Lawmakers file nearly 400 bills before lunch on Monday for new session

Today, Texas lawmakers filed nearly 400 bills online before lunchtime, preparing for the next year’s legislative term, which begins on January 8, the Dallas Morning News reports.

There are 181 members of the Texas House and Senate and they have until March 8 to file their bills. The Legislature meets once ever two years. Their next biennial session begins Jan. 8.

In 2017, lawmakers filed 10,672 bills and resolutions. Gov. Greg Abbott signed only 1,090 bills– roughly ten percent– into law. Last year, “the most heated debates took place over immigration policy and LGBTQ rights,” the Dallas Morning News said.

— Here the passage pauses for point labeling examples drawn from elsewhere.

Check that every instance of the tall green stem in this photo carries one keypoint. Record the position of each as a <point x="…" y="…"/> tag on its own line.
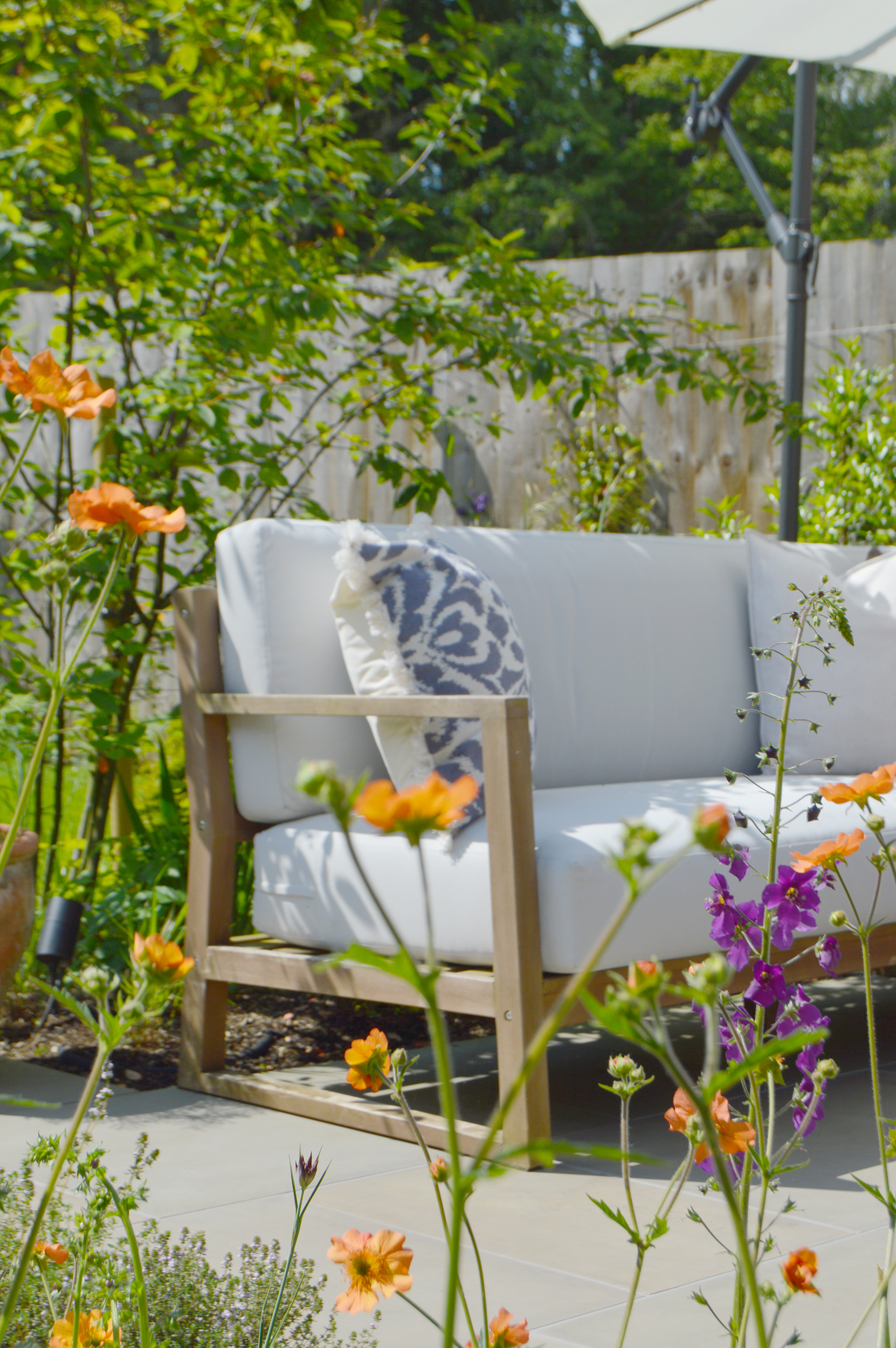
<point x="19" y="460"/>
<point x="60" y="680"/>
<point x="139" y="1281"/>
<point x="34" y="1230"/>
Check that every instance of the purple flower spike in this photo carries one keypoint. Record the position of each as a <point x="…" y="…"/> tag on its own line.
<point x="768" y="985"/>
<point x="791" y="888"/>
<point x="829" y="955"/>
<point x="794" y="899"/>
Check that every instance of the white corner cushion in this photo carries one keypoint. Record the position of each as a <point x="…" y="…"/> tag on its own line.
<point x="860" y="728"/>
<point x="308" y="891"/>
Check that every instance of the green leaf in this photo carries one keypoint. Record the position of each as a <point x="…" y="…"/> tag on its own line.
<point x="617" y="1218"/>
<point x="760" y="1056"/>
<point x="875" y="1192"/>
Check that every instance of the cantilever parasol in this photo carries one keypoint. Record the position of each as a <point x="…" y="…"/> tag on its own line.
<point x="809" y="33"/>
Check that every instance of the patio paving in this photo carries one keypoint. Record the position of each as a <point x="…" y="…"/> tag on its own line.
<point x="547" y="1251"/>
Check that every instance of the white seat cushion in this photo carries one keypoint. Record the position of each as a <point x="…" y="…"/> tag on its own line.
<point x="309" y="893"/>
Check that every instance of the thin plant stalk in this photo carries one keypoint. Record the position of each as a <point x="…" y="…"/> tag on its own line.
<point x="20" y="459"/>
<point x="60" y="678"/>
<point x="139" y="1280"/>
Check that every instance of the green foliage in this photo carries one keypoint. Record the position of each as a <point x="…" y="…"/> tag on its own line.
<point x="596" y="161"/>
<point x="851" y="497"/>
<point x="192" y="1305"/>
<point x="604" y="480"/>
<point x="727" y="518"/>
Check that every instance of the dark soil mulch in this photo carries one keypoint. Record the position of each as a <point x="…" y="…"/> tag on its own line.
<point x="266" y="1030"/>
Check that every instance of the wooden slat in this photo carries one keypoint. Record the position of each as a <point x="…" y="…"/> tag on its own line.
<point x="515" y="920"/>
<point x="466" y="993"/>
<point x="806" y="969"/>
<point x="354" y="704"/>
<point x="213" y="828"/>
<point x="273" y="1092"/>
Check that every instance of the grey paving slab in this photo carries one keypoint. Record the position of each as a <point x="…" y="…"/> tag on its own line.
<point x="549" y="1254"/>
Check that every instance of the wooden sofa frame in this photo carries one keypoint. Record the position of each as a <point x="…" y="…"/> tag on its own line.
<point x="515" y="993"/>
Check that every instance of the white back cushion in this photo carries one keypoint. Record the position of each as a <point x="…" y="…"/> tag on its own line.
<point x="860" y="728"/>
<point x="638" y="648"/>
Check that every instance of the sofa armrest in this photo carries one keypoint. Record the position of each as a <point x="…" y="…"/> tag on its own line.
<point x="356" y="704"/>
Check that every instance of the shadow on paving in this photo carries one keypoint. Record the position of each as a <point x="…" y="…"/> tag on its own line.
<point x="585" y="1114"/>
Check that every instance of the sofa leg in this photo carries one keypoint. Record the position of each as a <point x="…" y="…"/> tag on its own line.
<point x="204" y="1014"/>
<point x="530" y="1115"/>
<point x="515" y="920"/>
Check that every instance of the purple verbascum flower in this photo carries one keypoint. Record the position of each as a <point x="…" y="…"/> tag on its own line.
<point x="799" y="1014"/>
<point x="738" y="862"/>
<point x="733" y="924"/>
<point x="794" y="899"/>
<point x="768" y="985"/>
<point x="829" y="955"/>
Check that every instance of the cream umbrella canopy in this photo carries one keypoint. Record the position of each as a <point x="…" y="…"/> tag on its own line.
<point x="860" y="34"/>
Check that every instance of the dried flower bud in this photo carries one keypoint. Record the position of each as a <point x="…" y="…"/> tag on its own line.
<point x="306" y="1169"/>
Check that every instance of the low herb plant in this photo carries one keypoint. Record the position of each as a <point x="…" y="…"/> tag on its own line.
<point x="729" y="1117"/>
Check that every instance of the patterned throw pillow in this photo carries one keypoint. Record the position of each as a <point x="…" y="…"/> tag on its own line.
<point x="414" y="616"/>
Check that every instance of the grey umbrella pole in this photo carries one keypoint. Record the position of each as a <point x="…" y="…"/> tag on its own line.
<point x="792" y="238"/>
<point x="798" y="250"/>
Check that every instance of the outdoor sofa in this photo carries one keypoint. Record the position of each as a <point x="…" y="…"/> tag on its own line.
<point x="639" y="650"/>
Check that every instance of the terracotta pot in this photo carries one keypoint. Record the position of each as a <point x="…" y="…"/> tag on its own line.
<point x="17" y="905"/>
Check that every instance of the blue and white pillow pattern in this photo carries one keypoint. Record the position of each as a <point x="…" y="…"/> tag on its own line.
<point x="414" y="616"/>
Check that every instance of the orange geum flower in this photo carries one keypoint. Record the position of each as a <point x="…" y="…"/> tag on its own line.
<point x="435" y="805"/>
<point x="165" y="960"/>
<point x="69" y="391"/>
<point x="799" y="1269"/>
<point x="640" y="972"/>
<point x="503" y="1333"/>
<point x="109" y="503"/>
<point x="829" y="854"/>
<point x="92" y="1332"/>
<point x="56" y="1254"/>
<point x="373" y="1265"/>
<point x="733" y="1136"/>
<point x="712" y="827"/>
<point x="367" y="1058"/>
<point x="867" y="785"/>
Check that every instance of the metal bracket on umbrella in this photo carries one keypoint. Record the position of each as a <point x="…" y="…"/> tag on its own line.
<point x="792" y="236"/>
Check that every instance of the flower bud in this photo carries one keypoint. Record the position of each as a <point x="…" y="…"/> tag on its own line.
<point x="712" y="826"/>
<point x="825" y="1071"/>
<point x="713" y="972"/>
<point x="54" y="572"/>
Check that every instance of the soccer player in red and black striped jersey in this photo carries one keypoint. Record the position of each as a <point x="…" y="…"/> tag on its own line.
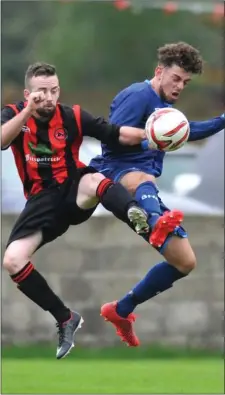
<point x="45" y="137"/>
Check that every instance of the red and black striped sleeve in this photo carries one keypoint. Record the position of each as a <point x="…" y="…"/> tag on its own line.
<point x="7" y="113"/>
<point x="99" y="129"/>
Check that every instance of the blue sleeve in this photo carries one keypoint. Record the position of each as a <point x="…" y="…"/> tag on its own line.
<point x="130" y="111"/>
<point x="204" y="129"/>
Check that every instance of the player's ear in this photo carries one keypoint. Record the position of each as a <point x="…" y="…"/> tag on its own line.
<point x="158" y="71"/>
<point x="26" y="94"/>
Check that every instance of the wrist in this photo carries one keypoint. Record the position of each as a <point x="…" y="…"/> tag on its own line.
<point x="27" y="113"/>
<point x="145" y="145"/>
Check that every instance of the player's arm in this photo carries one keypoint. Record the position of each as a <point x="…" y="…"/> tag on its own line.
<point x="12" y="124"/>
<point x="110" y="134"/>
<point x="204" y="129"/>
<point x="130" y="111"/>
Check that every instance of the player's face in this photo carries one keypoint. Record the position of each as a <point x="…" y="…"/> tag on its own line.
<point x="172" y="80"/>
<point x="49" y="85"/>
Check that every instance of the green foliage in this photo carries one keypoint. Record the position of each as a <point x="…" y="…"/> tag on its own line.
<point x="92" y="43"/>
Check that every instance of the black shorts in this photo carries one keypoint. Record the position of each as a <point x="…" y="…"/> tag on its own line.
<point x="52" y="211"/>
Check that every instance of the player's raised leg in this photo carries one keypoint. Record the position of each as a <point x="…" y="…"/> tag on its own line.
<point x="142" y="186"/>
<point x="177" y="250"/>
<point x="17" y="261"/>
<point x="114" y="197"/>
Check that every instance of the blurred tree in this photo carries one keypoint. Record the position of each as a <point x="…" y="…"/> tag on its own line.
<point x="95" y="45"/>
<point x="22" y="21"/>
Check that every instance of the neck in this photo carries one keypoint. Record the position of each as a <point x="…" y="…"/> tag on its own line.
<point x="155" y="85"/>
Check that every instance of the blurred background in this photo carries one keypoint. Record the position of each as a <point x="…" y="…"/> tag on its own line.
<point x="100" y="47"/>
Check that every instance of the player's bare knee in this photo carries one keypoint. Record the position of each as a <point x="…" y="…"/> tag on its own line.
<point x="96" y="179"/>
<point x="190" y="262"/>
<point x="13" y="262"/>
<point x="132" y="180"/>
<point x="180" y="254"/>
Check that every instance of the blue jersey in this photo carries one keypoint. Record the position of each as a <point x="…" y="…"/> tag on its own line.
<point x="132" y="107"/>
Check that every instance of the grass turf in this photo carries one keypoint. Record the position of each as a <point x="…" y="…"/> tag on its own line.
<point x="110" y="371"/>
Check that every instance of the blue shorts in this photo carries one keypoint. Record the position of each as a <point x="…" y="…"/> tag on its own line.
<point x="115" y="170"/>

This year, lawmakers are expected to focus on property taxes and public school funding, with a slim margin of bills proposed becoming law.

According to News Radio 1200 WOAI, a range of bills were introduced to:

  • Allow the cultivation of marijuana for medicinal purposes.
  • Abolish Daylight Saving Time in Texas.
  • Make theft of mail a state crime.
  • Require that a state budget be passed every year, not every two years.
  • Allow people in a local jurisdiction to vote to legalize “eight liner” gambling machines
  • Remove the “offense of homosexual conduct” language from the state laws.  (All homosexual conduct laws were thrown out in the U.S. Supreme Court Lawrence v. Texas in 2003).
  • Register “driverless cars” in Texas.
  • Allow a person to register to vote when applying to renew a driver’s license.
  • Ban housing discrimination based on “gender identity.”
  • Prohibit Texans from owning 3-D printed firearms.

If this is any indication of the direction Texas is heading, it’s in trouble.

There have to be more serious issues to focus on, like voter fraud, prison reform, education reform, securing the border, and many other priorities that have to outweigh the above. Let’s wait and see if any of the above make it to the ten percent of those that become law.